Ekim 2018’de Cumhurbaşkanı Recep Tayyip Erdoğan tarafından açılan İstanbul Havalimanı hakkında birçok iddia ve tartışma mevcut. Mayıs ve Aralık 2019’da kötü hava koşulları gerekçesiyle havalimanına inemeyen ya da gecikmeli olarak inen uçaklar bu tartışmaların odağında. Yeni havalimanında uçakların yerde geçirdiği zaman, yani taksi süreleri de yeni bir tartışma konusu haline geldi. Büyüteç kategorisinde yer alan bu yazıda odağımızı İstanbul Havalimanı’ndaki rüzgar muhalefeti ve taksi sürelerine çevirdik.
30 Aralık rüzgarı
2019’un sona ermesine günler kala İstanbul Havalimanı'nda esen rüzgar uçuşlarda birçok sorun yaşanmasına neden oldu. BirGün gazetesinde yer alan 30 Aralık 2019 tarihli bir haberde, İstanbul Havalimanı’nın ilk kış sınavında “rötar rekoru” kırdığı ve aynı tarih itibariyle dünyanın en çok rötar yapan beşinci havalimanı olduğu ifade edildi. Buna göre İstanbul'da etkili olan yağış ve şiddetli rüzgar hava trafiğini de olumsuz etkiledi ve iniş yapamayan uçaklar Marmara Bölgesi üzerinde turlamak zorunda kaldı.
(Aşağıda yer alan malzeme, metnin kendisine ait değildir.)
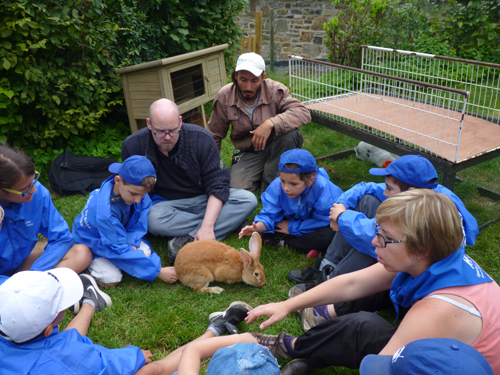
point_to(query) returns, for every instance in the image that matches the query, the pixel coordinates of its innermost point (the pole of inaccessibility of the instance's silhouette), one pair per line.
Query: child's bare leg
(81, 322)
(193, 352)
(77, 258)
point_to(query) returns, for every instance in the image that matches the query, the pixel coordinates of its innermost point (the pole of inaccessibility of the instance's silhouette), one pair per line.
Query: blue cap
(428, 357)
(412, 169)
(303, 158)
(134, 169)
(247, 359)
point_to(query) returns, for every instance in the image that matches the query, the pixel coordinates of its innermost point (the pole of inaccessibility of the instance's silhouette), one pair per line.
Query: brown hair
(14, 164)
(429, 221)
(304, 176)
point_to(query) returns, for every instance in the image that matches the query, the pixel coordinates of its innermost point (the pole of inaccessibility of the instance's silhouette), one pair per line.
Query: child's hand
(148, 355)
(282, 227)
(168, 275)
(248, 230)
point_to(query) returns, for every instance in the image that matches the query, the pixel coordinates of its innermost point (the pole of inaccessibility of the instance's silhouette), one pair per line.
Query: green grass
(161, 317)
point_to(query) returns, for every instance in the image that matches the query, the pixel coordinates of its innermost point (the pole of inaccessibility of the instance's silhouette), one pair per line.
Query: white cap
(31, 300)
(251, 62)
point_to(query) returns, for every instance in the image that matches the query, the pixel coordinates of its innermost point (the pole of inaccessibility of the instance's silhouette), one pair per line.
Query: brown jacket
(274, 103)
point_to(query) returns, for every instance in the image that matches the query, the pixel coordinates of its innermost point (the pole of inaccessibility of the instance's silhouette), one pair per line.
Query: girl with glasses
(437, 290)
(29, 211)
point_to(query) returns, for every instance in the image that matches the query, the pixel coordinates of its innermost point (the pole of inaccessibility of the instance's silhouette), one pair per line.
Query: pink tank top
(486, 298)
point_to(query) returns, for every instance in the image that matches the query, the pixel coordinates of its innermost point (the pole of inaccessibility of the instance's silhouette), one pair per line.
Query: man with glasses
(353, 217)
(192, 199)
(264, 121)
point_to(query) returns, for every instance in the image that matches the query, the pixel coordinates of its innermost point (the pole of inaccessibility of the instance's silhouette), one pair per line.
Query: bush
(57, 60)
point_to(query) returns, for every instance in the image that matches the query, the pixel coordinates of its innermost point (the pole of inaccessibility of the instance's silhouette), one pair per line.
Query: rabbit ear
(246, 258)
(255, 244)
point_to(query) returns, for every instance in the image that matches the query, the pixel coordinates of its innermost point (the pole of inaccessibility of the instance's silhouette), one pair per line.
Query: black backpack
(72, 174)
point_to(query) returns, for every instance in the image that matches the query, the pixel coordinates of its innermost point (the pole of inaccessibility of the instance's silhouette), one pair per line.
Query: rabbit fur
(199, 263)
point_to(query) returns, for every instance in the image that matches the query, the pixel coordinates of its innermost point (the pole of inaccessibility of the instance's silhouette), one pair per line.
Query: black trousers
(344, 341)
(318, 240)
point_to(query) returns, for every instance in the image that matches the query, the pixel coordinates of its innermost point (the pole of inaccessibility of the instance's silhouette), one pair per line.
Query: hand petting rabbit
(201, 262)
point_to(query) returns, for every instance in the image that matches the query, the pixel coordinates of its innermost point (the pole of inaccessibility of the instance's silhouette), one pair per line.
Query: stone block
(306, 37)
(330, 12)
(281, 25)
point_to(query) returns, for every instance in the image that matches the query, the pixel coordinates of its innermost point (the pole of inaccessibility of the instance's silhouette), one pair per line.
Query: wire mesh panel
(481, 80)
(423, 116)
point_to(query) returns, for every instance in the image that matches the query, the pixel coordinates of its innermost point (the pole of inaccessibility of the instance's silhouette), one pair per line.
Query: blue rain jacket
(106, 236)
(67, 353)
(20, 228)
(306, 212)
(359, 231)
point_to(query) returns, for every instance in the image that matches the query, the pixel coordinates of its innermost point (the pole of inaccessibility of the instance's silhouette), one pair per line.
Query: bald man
(192, 199)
İstanbul Havalimanı için bahsi geçen rötar bilgilerinin doğru olduğu söylenebilir. 30 Aralık 2019’da havalimanında esen rüzgarın hızının gün içinde 45 knota (yaklaşık 83 km) kadar çıktığını Flightradar yardımıyla görmek mümkün.
İstanbul Havalimanı’nda gerçekleşen rötarlı uçuşlar hakkında Flightaware.com isimli internet sitesinden detaylı bilgilere ulaşılabiliyor. Sitede yer alan istatistiklere göre kalkış noktası İstanbul Havalimanı olan 225 uçuşta rötar yaşanmış. Bu sayı havalimanındaki kalkışların yüzde 40’ına tekabül ediyor.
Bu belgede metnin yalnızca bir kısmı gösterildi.